What can you expect from countries that until only a few decades ago were controlled by a form of government built on empty promises? People learned to discount all that puffery, and they are equally adept at discounting the same kinds of excesses in Russian advertising.

During my recent visit to Moscow, I was told time and again that Russian advertisers don't take many chances, and hence the ads appear quite similar.
The Red Apple ad festival in Moscow was a lesson in the value of skepticism.
The Red Apple ad festival in Moscow was a lesson in the value of skepticism.
As Carolyn Carter, president-CEO of Grey Group Europe, Middle East and Africa, put it, "We are making significant investments in talent development, especially in creative, because agencies need not only the expertise to create but the confidence and credibility to lead clients in choosing better work.

"The maturing of marketing communications is required as Russia evolves beyond the polarization of superconsumers and nonconsumers to more-sophisticated consumers, more-democratized brands and more-dispersed geography," Ms. Carter told the Worldwide Advertising Forum. Right now, there's not much brand action beyond Russia's big cities of Moscow and St. Petersburg.

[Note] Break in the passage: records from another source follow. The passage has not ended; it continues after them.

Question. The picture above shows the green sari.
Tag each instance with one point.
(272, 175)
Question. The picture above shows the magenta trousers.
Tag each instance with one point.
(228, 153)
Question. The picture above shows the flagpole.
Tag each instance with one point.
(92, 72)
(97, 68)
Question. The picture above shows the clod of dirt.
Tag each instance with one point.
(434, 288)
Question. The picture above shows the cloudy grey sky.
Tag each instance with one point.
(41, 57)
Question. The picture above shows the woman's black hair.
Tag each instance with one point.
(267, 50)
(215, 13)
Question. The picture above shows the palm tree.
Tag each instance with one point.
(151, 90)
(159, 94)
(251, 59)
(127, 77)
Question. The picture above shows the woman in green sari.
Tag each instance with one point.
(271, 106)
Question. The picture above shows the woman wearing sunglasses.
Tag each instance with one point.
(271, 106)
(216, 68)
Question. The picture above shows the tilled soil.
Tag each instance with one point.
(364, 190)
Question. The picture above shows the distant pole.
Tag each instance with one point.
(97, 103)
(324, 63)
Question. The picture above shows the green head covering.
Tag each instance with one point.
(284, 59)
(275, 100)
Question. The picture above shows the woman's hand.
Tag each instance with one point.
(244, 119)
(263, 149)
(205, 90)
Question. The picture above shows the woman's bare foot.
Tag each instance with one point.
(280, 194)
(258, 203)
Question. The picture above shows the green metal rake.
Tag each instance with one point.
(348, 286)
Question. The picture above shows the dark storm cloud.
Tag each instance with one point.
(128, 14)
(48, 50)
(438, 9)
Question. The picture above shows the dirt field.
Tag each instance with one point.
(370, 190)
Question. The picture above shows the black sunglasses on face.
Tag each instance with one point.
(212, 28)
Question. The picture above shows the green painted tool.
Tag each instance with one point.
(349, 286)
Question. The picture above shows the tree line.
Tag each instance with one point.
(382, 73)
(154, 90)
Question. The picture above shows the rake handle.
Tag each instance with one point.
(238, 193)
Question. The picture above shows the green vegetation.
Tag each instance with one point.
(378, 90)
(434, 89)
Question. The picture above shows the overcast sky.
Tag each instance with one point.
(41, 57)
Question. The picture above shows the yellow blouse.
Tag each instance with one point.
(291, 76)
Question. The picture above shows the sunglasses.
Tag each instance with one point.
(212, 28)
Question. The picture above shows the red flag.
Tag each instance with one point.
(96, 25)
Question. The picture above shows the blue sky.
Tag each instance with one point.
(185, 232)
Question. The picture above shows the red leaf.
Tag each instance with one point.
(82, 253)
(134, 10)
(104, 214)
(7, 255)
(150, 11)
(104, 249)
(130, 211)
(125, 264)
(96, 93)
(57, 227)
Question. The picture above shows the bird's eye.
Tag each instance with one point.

But because advertising in Russia is a relatively new phenomenon, and most consumers regard it with the same disbelief they did communism, there is much more discussion about its social and ethical implications.

I find that very refreshing, and I submit we should emulate the Russians in this regard. There's too much advertising that borders on misleading and even unethical, and as my old boss Stan Cohen says, these excesses could lead to the coming of a new Ralph Nader.

Is the housing meltdown baked into our consumer society? John Kenneth Galbraith, in his other famous book, "The Affluent Society," wrote: "One danger in the way wants are now created lies in the related process of debt creation. Consumer demand thus comes to depend more and more on the ability and willingness of consumers to incur debt.

"An increase in consumer debt is all but implicit in the process by which wants are now synthesized. Advertising and emulation, the two independent sources of desire, work across the society. ...With those who lack the current means, it is a brief and obvious step from stimulating their desire by advertising to making it effective in the market with a loan.

"In a society where virtuosity in persuasion must keep pace with virtuosity in production, one is tempted to wonder whether the first can forever keep ahead of the second," Mr. Galbraith pondered.

While his discussion of this moral dilemma might seem almost quaint today, he nevertheless raises precisely the question we should at least be considering: Does keeping our "economic locomotive" (as the mayor of Moscow put it) hurtling down the tracks require consumers to acquire stuff -- including houses -- beyond their means? And shouldn't there be, somewhere in our society, a countervailing voice that preaches caution and even prudence?

These questions don't even get debated anymore. And anyway, we shouldn't be so smug about the superiority of our advertising. In last week's Ad Age, I read that beer companies are cutting back on traditional ads for promotional and sponsorship activities; that market research contradicts itself; and that a headache remedy relies on annoying TV commercials reminiscent of the Rosser Reeves school of advertising.

Maybe Russia's got a long way to go before it reaches the "sophistication" of our market, but it's also smart to debate each step along the way.